Vivimos tiempo de debacles. El palpable fin de una época. A décadas de integración hasta finales del siglo XX le siguen desde 2008 años de desintegración. Pero si además de los entramados económicos, sociales e institucionales, caen por el barranco los pocos valores de tolerancia y convivencia que aprendimos en cuatro décadas de democracia, apaga y vámonos.

¿Queremos formar parte de en un país de perseguidos, de señalados o establecer y enriquecer un espacio de libertad y respeto mutuos más allá de discrepancias ideológicas, sean marcadas o no?

El caso de Pablo Iglesias, Irene Montero y sus tres hijos de dos y un año se ha convertido en algo desgraciadamente paradigmático. Desata la furibundia exacerbada de una minoría de cavernícolas en la misma medida que la frustración e impotencia racionales y cómplices de una mayoría civilizada. Pero ha pasado de la intención al hecho y ahí radica precisamente su gravedad. El conflicto se ha trasladado de la cobarde esfera virtual en redes a la crudeza de lo real a la puerta de su domicilio. En la primera se señala, en la segunda, ya no hay salvación si unos pocos deciden actuar.
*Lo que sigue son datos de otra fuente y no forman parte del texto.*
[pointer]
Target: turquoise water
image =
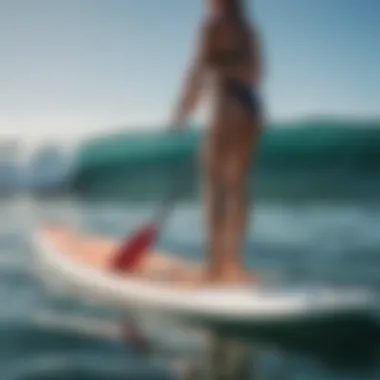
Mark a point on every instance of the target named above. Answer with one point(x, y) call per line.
point(328, 159)
point(43, 336)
Una perversa voluntad de acoso sin fin lo acentúa cada día con un mensaje inequívoco: no os queremos aquí. Fuera. ¿Quién delimita y determina dónde y cómo queremos vivir en paz? Cada esquina, cada calle, cada plaza de este país tiene que valer para cualquiera de nosotros. De lo contrario andamos a las puertas del totalitarismo civil. ¿Queremos formar parte de en un país de perseguidos, de señalados o establecer y enriquecer un espacio de libertad y respeto mutuos más allá de discrepancias ideológicas, sean marcadas o no? Cuando estas rebasan el ámbito del debate incluso subido de tono para caer en el insulto, la amenaza y la violencia saltan resortes que nos retrotraen a lo peor de nosotros mismos. Realmente, pregunto, ¿no hemos aprendido nada?

Una familia señalada y después perseguida por razones políticas en mitad de un vecindario es la evidencia de una asignatura suspendida, de una incapacidad manifiesta para entendernos en lo básico y poder convivir en paz. Cuando el odio es el motor y el rechazo a la persona un desahogo palpable con intenciones violentas quedamos a un paso de la barbarie. Si cruzamos esa línea estamos perdidos.